That leaves Ms. Murkowski, who says she remains to be undecided, and who’s amongst a small however dwindling group of Republicans whom the White Home regards as prime targets to assist Choose Jackson.
“I do know that others have already made their choices; that’s good for them,” Ms. Murkowski instructed reporters on Wednesday, hours after Ms. Collins introduced her place. The Alaskan indicated that she was not near a choice forward of a vote that Democrats are planning for late subsequent week, and that she nonetheless supposed to “get extra into my course of.”
Ms. Murkowski’s course of is thought to be unpredictable, and this 12 months it includes some tough political calculations.
The three-term senator has the excellence of being the one Senate Republican who voted to convict former President Donald J. Trump in his second impeachment trial who can be dealing with voters this 12 months. Again dwelling in Alaska, she is confronting a feisty challenger on her proper who has been endorsed by Mr. Trump. A “no” vote on Choose Jackson might shore up her standing with conservatives who might have been alienated when she broke with the previous president.
However new election guidelines in Alaska have scrambled the political calculus. For the primary time, candidates will compete in an open major no matter social gathering, and the 4 high vote-getters will advance to the overall election, the place voters will rank them to find out a winner. The system provides candidates an incentive to attraction to the broadest doable constituency in each events, quite than their very own social gathering’s slim set of core supporters.

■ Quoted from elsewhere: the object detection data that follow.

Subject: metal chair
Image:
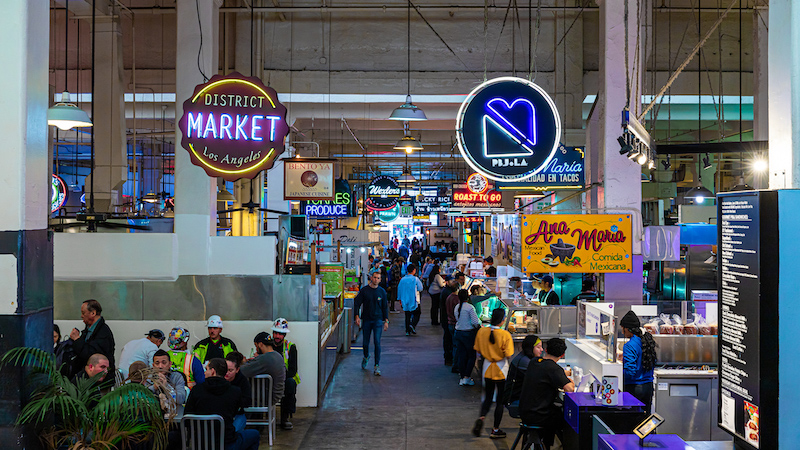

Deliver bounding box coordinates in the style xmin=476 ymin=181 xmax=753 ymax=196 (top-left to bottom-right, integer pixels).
xmin=244 ymin=374 xmax=277 ymax=447
xmin=181 ymin=414 xmax=225 ymax=450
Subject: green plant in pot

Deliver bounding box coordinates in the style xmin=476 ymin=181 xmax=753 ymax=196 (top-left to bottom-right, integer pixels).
xmin=0 ymin=347 xmax=168 ymax=450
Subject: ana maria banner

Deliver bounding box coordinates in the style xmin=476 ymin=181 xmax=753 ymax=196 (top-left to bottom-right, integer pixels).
xmin=521 ymin=214 xmax=633 ymax=273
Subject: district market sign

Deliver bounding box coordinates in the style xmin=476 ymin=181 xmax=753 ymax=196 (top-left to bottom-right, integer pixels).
xmin=178 ymin=72 xmax=289 ymax=181
xmin=456 ymin=77 xmax=561 ymax=181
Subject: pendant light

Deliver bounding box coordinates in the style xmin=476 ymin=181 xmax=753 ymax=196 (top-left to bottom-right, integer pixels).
xmin=389 ymin=2 xmax=428 ymax=122
xmin=47 ymin=0 xmax=92 ymax=131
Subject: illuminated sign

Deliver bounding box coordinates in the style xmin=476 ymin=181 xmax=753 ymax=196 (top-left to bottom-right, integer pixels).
xmin=300 ymin=179 xmax=355 ymax=218
xmin=497 ymin=145 xmax=586 ymax=191
xmin=365 ymin=175 xmax=400 ymax=211
xmin=456 ymin=77 xmax=561 ymax=181
xmin=50 ymin=174 xmax=67 ymax=214
xmin=283 ymin=159 xmax=335 ymax=200
xmin=178 ymin=72 xmax=289 ymax=181
xmin=520 ymin=214 xmax=633 ymax=273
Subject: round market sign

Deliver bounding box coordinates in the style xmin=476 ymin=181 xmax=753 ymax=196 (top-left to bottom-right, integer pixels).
xmin=178 ymin=72 xmax=289 ymax=181
xmin=456 ymin=77 xmax=561 ymax=181
xmin=364 ymin=175 xmax=400 ymax=211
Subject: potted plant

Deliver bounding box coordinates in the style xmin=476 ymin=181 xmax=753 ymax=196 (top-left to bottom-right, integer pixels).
xmin=0 ymin=347 xmax=168 ymax=450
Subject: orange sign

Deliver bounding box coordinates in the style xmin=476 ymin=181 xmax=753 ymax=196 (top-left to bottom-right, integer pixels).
xmin=522 ymin=214 xmax=632 ymax=273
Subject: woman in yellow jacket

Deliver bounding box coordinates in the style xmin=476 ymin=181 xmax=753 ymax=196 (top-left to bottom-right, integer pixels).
xmin=472 ymin=308 xmax=514 ymax=439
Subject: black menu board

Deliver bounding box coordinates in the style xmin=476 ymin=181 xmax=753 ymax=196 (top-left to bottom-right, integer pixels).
xmin=717 ymin=192 xmax=777 ymax=448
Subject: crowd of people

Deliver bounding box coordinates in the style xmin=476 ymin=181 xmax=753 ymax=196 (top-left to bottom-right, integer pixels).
xmin=53 ymin=299 xmax=304 ymax=450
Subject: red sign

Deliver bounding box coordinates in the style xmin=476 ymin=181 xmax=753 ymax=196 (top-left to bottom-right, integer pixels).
xmin=178 ymin=72 xmax=289 ymax=181
xmin=453 ymin=216 xmax=483 ymax=223
xmin=452 ymin=188 xmax=503 ymax=208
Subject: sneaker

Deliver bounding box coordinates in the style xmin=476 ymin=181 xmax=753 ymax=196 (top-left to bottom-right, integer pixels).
xmin=489 ymin=429 xmax=506 ymax=439
xmin=472 ymin=419 xmax=483 ymax=437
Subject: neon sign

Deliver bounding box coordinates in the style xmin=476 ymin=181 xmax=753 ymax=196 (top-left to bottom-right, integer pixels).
xmin=50 ymin=174 xmax=67 ymax=214
xmin=456 ymin=77 xmax=561 ymax=182
xmin=178 ymin=72 xmax=289 ymax=181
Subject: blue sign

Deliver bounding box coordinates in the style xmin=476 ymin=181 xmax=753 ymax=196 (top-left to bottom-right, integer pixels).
xmin=497 ymin=145 xmax=586 ymax=191
xmin=456 ymin=77 xmax=561 ymax=181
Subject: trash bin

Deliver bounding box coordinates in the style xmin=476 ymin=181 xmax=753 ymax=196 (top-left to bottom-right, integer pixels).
xmin=339 ymin=308 xmax=353 ymax=353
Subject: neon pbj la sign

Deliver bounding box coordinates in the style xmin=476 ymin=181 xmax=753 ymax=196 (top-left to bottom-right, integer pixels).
xmin=456 ymin=77 xmax=561 ymax=181
xmin=178 ymin=72 xmax=289 ymax=181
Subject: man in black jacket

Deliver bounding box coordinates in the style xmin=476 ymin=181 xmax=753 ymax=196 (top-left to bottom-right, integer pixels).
xmin=184 ymin=358 xmax=259 ymax=450
xmin=69 ymin=299 xmax=116 ymax=378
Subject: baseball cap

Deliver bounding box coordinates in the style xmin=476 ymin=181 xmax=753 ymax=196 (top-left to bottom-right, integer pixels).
xmin=145 ymin=328 xmax=167 ymax=340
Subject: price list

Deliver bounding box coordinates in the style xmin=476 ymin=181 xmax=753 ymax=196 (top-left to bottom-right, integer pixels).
xmin=718 ymin=194 xmax=760 ymax=448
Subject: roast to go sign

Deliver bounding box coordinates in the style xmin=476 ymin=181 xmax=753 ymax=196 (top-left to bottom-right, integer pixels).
xmin=521 ymin=214 xmax=632 ymax=273
xmin=178 ymin=72 xmax=289 ymax=181
xmin=456 ymin=77 xmax=561 ymax=181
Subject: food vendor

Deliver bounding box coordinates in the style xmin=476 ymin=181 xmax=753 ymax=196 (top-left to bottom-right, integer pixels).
xmin=539 ymin=275 xmax=561 ymax=306
xmin=619 ymin=311 xmax=656 ymax=414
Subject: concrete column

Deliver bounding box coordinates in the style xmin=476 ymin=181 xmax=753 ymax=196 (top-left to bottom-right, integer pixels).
xmin=0 ymin=0 xmax=53 ymax=449
xmin=86 ymin=13 xmax=128 ymax=212
xmin=175 ymin=0 xmax=222 ymax=275
xmin=590 ymin=0 xmax=646 ymax=303
xmin=767 ymin=0 xmax=800 ymax=189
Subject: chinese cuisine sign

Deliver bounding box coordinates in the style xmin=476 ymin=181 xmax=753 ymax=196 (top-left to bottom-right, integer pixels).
xmin=521 ymin=214 xmax=632 ymax=273
xmin=178 ymin=72 xmax=289 ymax=181
xmin=283 ymin=159 xmax=335 ymax=200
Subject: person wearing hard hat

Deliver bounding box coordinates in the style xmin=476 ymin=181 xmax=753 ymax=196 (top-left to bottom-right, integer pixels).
xmin=272 ymin=317 xmax=300 ymax=430
xmin=194 ymin=315 xmax=238 ymax=364
xmin=167 ymin=327 xmax=206 ymax=389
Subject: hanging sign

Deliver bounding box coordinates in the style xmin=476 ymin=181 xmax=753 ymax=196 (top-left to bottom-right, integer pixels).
xmin=178 ymin=72 xmax=289 ymax=181
xmin=50 ymin=174 xmax=67 ymax=214
xmin=364 ymin=175 xmax=400 ymax=211
xmin=300 ymin=178 xmax=355 ymax=218
xmin=521 ymin=214 xmax=633 ymax=273
xmin=283 ymin=158 xmax=335 ymax=200
xmin=456 ymin=77 xmax=561 ymax=181
xmin=497 ymin=145 xmax=586 ymax=191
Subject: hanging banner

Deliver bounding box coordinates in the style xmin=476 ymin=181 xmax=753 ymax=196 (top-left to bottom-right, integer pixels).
xmin=521 ymin=214 xmax=633 ymax=273
xmin=456 ymin=77 xmax=561 ymax=181
xmin=178 ymin=72 xmax=289 ymax=181
xmin=364 ymin=175 xmax=400 ymax=211
xmin=497 ymin=145 xmax=586 ymax=191
xmin=283 ymin=159 xmax=334 ymax=200
xmin=300 ymin=178 xmax=355 ymax=218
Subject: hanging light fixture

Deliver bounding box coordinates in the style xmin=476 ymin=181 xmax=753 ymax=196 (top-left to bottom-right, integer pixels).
xmin=47 ymin=0 xmax=92 ymax=131
xmin=389 ymin=2 xmax=428 ymax=122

For Ms. Murkowski, a vote to verify Choose Jackson might doubtlessly assist her cobble collectively a coalition of centrist Republicans, independents and Democrats to make up for these on the suitable who might have deserted her due to her frequent defections from the social gathering line, and from Mr. Trump.
That has been a profitable method for her in previous races, and Ms. Murkowski’s allies argue that it’s her likeliest path to re-election.
“There’s no proper to shore up,” mentioned Jim Lottsfeldt, a lobbyist and political marketing consultant based mostly in Alaska who’s shut with Ms. Murkowski. “The individuals who love Trump is not going to forgive her for the impeachment vote; it’s a waste of time to chase them.”
There is no such thing as a public polling but within the race, and neither candidate is operating tv advertisements. Ms. Murkowski’s advisers insist that politics not often, if ever, play into her votes on judicial nominees. They observe that her 2018 vote towards Justice Brett M. Kavanaugh, Mr. Trump’s nominee, demonstrated that she is keen to pay a political worth to vote her conscience. (Mr. Trump mentioned on the time that she would “by no means get well” from the vote.)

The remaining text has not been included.